Generate data from different distributions via pmap()
Jenny Bryan 2018-05-08
runif()
Uniform[min, max] via CONSIDER:
runif(n, min = 0, max = 1)
Want to do this for several triples of (n, min, max).
Store each triple as a row in a data frame.
Now iterate over the rows.
library(tidyverse)
Notice how df’s variable names are same as runif’s argument names.

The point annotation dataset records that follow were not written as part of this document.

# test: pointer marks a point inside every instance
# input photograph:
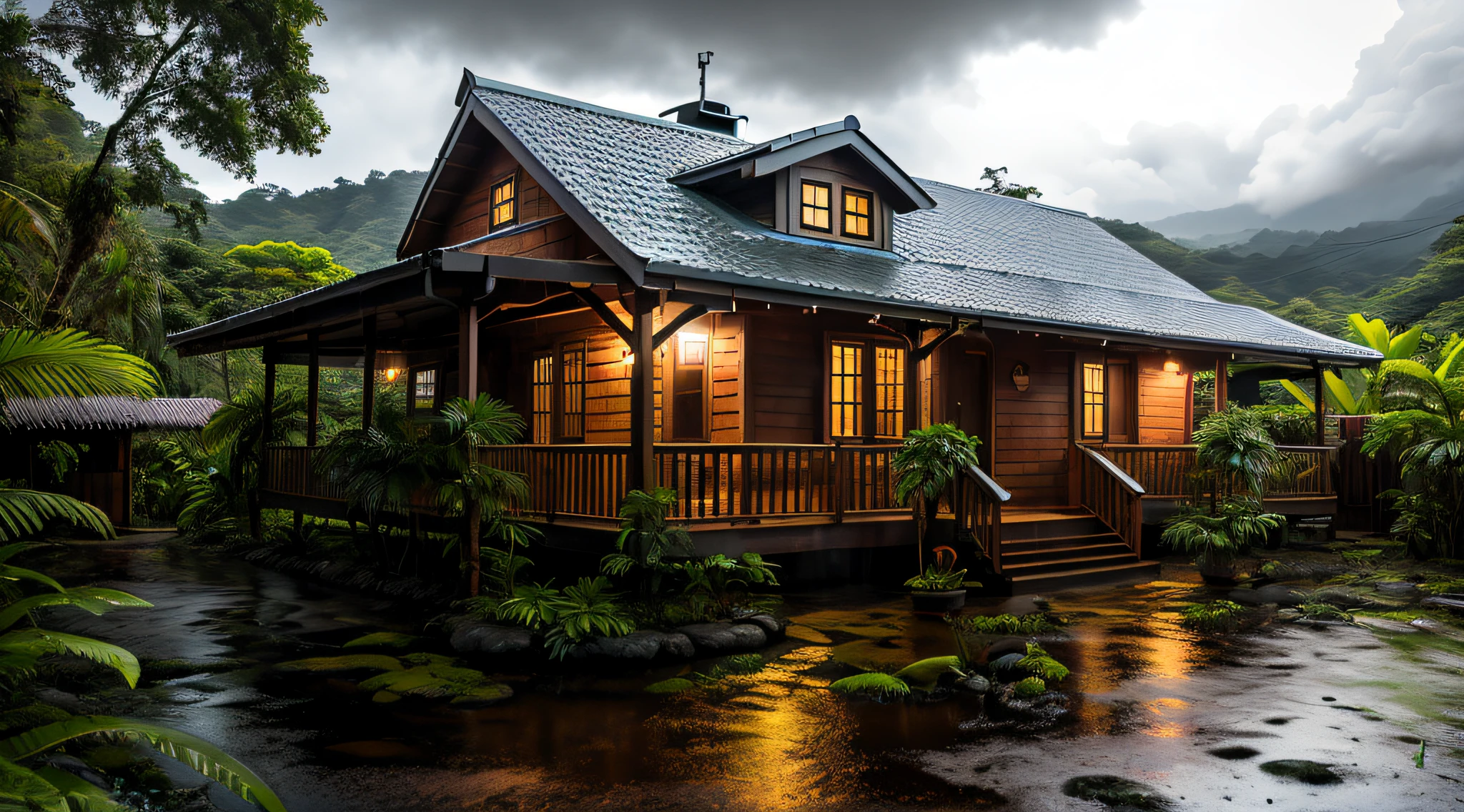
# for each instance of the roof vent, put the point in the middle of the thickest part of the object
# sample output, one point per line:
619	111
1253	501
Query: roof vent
706	114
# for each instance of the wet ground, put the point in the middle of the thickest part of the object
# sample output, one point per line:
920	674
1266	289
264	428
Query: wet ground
1192	717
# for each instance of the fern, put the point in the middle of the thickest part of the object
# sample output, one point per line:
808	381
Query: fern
1042	663
189	750
873	683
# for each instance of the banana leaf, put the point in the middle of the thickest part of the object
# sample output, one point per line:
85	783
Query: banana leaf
198	754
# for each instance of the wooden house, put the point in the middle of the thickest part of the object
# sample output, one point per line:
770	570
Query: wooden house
758	325
100	429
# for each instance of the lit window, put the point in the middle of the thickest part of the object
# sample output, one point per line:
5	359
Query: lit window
542	398
889	391
857	207
505	211
425	390
571	380
1092	400
816	205
846	391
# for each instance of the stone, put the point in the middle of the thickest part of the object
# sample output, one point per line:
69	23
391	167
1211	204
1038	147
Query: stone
772	625
469	635
725	637
1003	647
1272	593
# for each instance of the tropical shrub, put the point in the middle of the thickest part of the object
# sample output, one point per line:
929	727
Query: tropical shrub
1214	616
926	465
588	609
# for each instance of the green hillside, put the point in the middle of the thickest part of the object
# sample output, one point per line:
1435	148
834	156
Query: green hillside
1428	296
357	223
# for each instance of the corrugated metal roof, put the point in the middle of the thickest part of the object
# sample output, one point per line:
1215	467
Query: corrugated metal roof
974	254
113	413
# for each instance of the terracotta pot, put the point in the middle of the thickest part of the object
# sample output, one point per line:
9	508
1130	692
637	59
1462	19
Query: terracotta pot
939	603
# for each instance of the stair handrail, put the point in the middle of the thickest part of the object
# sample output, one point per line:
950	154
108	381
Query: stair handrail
1114	497
979	513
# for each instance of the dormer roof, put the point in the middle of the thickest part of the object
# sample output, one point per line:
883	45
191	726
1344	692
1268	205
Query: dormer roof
792	148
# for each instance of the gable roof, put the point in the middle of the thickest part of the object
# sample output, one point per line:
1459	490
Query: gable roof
972	255
109	413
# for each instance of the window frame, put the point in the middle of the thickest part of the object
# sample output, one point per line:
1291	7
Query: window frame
869	388
540	394
845	192
826	186
568	392
494	224
1092	402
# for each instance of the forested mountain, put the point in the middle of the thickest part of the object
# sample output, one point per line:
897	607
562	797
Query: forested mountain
357	223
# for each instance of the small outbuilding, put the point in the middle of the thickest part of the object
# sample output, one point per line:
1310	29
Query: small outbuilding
100	429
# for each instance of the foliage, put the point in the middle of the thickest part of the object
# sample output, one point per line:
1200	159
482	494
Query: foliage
586	609
1008	625
924	673
940	575
174	743
646	538
719	585
1028	688
873	683
927	464
1043	665
1218	538
1214	616
997	184
533	606
388	640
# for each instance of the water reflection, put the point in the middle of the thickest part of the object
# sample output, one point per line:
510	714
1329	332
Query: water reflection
771	741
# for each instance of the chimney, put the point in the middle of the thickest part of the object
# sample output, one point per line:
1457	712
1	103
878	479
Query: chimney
706	114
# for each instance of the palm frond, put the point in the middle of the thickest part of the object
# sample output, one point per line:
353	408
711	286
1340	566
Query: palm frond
25	513
71	363
31	644
198	754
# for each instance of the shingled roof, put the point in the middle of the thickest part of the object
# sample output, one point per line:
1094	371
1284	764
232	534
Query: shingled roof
109	413
974	254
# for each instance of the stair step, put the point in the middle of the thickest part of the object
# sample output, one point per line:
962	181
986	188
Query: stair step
1046	581
1074	564
1113	548
1047	543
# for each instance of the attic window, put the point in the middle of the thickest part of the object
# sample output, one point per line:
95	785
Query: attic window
817	207
505	209
857	214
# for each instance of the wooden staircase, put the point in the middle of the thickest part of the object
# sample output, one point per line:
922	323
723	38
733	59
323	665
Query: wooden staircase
1047	549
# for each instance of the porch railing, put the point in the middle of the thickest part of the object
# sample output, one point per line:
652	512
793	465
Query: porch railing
979	511
1112	495
1164	472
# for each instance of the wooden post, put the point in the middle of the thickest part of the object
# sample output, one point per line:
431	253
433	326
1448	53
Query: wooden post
370	370
1222	384
312	392
468	352
1321	402
643	398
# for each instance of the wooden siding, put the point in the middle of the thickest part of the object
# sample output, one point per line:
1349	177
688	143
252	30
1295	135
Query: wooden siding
1163	398
1034	426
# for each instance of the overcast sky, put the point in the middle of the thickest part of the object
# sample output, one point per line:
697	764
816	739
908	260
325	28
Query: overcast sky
1134	109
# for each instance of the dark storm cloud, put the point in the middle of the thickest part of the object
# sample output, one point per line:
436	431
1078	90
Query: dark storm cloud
829	50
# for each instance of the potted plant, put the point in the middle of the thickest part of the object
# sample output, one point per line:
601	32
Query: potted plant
1235	451
941	588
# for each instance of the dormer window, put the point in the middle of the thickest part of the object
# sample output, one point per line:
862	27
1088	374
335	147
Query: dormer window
857	207
817	215
505	204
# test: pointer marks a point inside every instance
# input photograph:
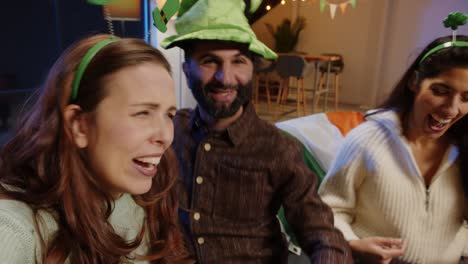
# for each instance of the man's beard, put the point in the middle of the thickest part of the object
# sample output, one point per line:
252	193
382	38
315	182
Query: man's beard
201	94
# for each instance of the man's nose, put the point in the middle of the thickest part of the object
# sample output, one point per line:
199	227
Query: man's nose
225	75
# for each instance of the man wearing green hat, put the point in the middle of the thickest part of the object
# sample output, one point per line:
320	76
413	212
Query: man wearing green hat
236	169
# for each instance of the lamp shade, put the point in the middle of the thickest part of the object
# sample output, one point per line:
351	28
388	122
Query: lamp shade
126	10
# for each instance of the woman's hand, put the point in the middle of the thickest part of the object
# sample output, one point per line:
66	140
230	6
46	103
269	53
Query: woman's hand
377	249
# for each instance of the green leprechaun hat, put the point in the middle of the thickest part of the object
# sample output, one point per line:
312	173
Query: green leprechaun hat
216	20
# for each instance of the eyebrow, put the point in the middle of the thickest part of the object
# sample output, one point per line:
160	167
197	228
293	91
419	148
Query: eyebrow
153	105
446	86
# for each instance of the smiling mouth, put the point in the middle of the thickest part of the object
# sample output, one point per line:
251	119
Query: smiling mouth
147	165
438	124
223	95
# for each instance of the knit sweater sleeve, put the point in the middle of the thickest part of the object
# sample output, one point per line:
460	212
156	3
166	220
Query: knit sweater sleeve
340	185
16	237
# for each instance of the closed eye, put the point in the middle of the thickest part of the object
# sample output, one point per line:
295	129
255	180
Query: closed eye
171	115
440	90
141	113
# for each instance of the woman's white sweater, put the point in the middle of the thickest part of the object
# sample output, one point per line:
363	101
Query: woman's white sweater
20	243
375	188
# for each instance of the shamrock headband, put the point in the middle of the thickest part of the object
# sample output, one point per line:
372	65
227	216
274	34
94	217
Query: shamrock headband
89	55
453	20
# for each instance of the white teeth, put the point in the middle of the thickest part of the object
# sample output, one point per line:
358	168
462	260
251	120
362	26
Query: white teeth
441	120
150	160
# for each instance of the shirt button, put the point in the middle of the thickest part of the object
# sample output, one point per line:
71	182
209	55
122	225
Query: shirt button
207	147
199	179
196	216
200	240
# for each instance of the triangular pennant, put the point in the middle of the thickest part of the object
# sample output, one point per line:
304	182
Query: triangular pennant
332	10
323	4
343	7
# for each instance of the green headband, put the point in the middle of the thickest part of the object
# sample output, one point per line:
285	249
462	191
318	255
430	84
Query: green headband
444	46
453	21
89	55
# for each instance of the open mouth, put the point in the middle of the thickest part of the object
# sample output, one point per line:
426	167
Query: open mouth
223	95
147	165
438	124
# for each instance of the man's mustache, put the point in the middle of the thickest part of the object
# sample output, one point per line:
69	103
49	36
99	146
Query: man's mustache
220	87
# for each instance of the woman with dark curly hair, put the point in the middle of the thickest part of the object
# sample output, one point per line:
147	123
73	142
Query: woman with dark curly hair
89	175
398	186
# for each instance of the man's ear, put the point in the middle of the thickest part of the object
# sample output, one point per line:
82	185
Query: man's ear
76	125
185	68
414	81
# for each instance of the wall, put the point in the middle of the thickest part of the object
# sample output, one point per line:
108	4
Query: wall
354	34
34	33
378	38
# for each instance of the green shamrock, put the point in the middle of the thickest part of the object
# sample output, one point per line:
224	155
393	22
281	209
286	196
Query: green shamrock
455	19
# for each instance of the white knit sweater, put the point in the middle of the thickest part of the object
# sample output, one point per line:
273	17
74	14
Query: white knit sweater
375	188
19	240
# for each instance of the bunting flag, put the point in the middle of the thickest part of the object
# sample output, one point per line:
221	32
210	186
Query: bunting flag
343	7
323	4
332	10
333	6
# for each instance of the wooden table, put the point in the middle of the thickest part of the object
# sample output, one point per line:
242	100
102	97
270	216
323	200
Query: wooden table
316	59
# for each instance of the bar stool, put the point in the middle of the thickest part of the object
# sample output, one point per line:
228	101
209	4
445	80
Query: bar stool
262	79
292	66
336	68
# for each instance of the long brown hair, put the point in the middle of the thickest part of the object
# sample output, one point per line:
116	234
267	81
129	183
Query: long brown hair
54	175
402	98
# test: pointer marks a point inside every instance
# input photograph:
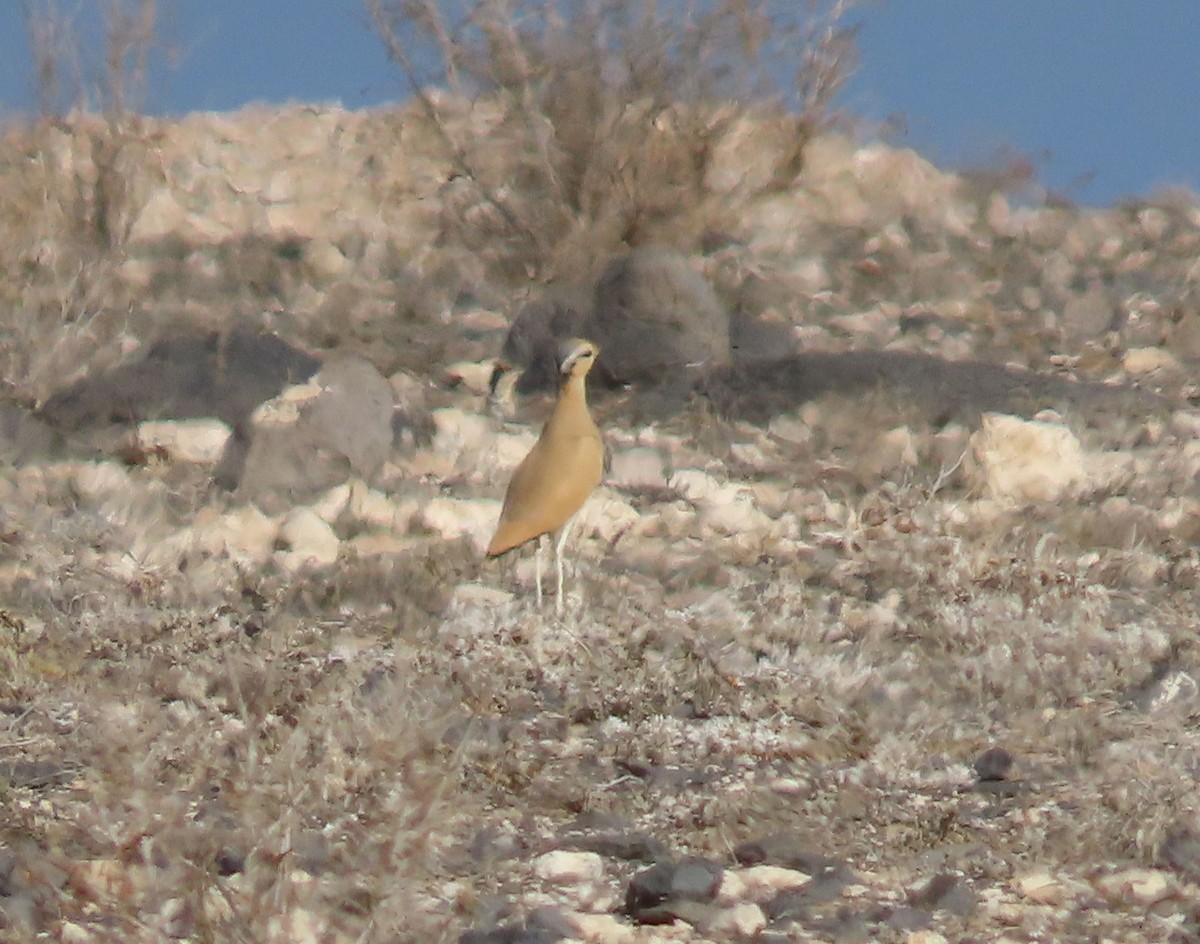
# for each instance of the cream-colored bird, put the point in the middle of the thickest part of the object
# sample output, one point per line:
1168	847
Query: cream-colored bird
563	468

Do this when you can!
df <- tribble(
~ n, ~ min, ~ max,
1L, 0, 1,
2L, 10, 100,
3L, 100, 1000
)
df
#> # A tibble: 3 x 3
#> n min max
#> <int> <dbl> <dbl>
#> 1 1 0 1
#> 2 2 10 100
#> 3 3 100 1000
Set seed to make this repeatedly random.
Practice on single rows.
set.seed(123)
(x <- df[1, ])
#> # A tibble: 1 x 3
#> n min max
#> <int> <dbl> <dbl>
#> 1 1 0 1
runif(n = x$n, min = x$min, max = x$max)
#> [1] 0.2875775
x <- df[2, ]
runif(n = x$n, min = x$min, max = x$max)
#> [1] 80.94746 46.80792
x <- df[3, ]
runif(n = x$n, min = x$min, max = x$max)
#> [1] 894.7157 946.4206 141.0008
Think out loud in pseudo-code.
## x <- df[i, ]
## runif(n = x$n, min = x$min, max = x$max)
## runif(n = df$n[i], min = df$min[i], max = df$max[i])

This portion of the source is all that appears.